Italy is not out of the woods yet. Far from it. But the appointment by President Giorgio Napolitano on Wednesday of Enrico Letta to form a government has brought some measure of reassurance both to markets and the disgruntled public. Letta, the moderate deputy leader of the centre-left Democratic Party, now has to put together, and get parliamentary approval for, what is likely to be a fractious cross-party coalition involving his own party, the small Civic Choice group of former PM Mario Monti, and elements from Silvio Berlusconi's centre-right People of Liberty party.

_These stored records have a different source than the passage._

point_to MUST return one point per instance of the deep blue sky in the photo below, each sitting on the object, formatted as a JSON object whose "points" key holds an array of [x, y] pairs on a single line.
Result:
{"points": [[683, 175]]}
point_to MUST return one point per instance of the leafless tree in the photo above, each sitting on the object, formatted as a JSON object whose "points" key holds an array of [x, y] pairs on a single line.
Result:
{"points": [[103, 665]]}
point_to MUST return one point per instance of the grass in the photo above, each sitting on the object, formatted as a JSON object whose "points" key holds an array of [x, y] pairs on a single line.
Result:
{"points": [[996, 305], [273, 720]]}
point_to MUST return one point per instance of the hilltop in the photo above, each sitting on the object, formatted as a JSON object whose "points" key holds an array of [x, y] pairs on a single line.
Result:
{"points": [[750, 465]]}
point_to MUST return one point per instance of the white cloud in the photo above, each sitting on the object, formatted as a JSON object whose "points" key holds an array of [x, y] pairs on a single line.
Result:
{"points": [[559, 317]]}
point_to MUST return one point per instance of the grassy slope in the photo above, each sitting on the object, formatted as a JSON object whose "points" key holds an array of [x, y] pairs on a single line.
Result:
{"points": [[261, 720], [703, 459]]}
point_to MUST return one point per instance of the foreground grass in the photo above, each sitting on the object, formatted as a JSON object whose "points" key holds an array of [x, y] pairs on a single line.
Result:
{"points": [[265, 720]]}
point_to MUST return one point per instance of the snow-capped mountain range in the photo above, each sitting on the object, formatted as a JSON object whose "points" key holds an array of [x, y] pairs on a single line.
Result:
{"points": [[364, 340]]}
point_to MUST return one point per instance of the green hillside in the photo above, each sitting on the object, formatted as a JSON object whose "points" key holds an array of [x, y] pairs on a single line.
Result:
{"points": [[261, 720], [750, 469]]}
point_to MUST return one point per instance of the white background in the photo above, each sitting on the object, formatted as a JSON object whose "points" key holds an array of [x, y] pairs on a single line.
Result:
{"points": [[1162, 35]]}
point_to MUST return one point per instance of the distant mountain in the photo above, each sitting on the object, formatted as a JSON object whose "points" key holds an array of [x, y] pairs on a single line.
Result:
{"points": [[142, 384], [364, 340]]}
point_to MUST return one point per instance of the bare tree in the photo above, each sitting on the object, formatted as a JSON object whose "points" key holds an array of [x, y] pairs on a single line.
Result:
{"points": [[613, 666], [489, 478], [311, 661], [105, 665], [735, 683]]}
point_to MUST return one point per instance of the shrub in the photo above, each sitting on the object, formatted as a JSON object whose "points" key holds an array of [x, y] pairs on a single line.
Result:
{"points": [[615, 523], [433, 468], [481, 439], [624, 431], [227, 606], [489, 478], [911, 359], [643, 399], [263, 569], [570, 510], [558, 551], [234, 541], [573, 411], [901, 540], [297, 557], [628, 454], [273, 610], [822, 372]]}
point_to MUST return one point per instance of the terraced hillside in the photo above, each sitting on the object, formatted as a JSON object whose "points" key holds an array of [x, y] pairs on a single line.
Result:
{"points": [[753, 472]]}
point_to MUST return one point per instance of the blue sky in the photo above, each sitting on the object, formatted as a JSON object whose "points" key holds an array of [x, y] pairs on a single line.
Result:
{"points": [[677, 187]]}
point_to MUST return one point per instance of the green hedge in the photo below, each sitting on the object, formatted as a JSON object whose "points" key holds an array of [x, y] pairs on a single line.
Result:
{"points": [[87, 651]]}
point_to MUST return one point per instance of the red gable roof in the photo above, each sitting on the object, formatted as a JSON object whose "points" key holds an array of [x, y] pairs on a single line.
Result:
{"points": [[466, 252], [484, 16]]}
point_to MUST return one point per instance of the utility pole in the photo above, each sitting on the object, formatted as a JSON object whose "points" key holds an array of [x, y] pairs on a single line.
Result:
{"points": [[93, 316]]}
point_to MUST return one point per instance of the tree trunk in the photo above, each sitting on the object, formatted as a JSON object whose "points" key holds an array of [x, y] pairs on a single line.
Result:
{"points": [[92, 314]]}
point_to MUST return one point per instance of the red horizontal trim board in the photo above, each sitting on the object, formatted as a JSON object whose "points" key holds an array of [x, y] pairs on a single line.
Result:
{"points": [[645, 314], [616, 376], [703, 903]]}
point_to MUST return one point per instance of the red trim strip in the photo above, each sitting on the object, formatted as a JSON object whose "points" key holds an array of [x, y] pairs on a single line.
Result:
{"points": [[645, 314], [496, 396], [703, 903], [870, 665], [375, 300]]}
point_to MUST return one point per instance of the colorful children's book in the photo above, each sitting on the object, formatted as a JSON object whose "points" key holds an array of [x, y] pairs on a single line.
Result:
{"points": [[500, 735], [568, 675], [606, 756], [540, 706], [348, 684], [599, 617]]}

The inevitability of such a cross-party alliance, loudly championed by Berlusconi, has been clear since the election gave comedian Beppe Grillo’s anti-politics Five Star Movement a blocking minority on any other political formation. But it represents a significant political victory for Berlusconi, now riding high again in the polls, and the complete eclipsing of the DP’s former leader Pier Luigi Bersani who had adamantly opposed coalition and is now a spent force. The DP is also deeply divided.
Letta’s challenge will be to hold together any alliance in the face of huge economic and political reform challenges. More than 31,000 companies, mostly small and medium firms, went bust in the first quarter of 2013, and unemployment is over 11 per cent, rising to 38 per cent among young people.
But Monti's unpopular reform drive looks set to see Italy reduce its deficit to 2.9 per cent of GDP this year, and Letta is counting on such signs of progress to help get the country's EU partners to ease off. He insists the EU is "too focused on austerity", echoing the president of the Commission, Jose Manuel Barroso, who this week said that while reining in budget deficits through austerity was "fundamentally right", it had "reached its limits". Italy yesterday also got similar backing from Pier Carlo Padoan, chief economist at the Organisation for Economic Cooperation and Development.
Italy’s EU partners would be foolish not to cut Letta some slack.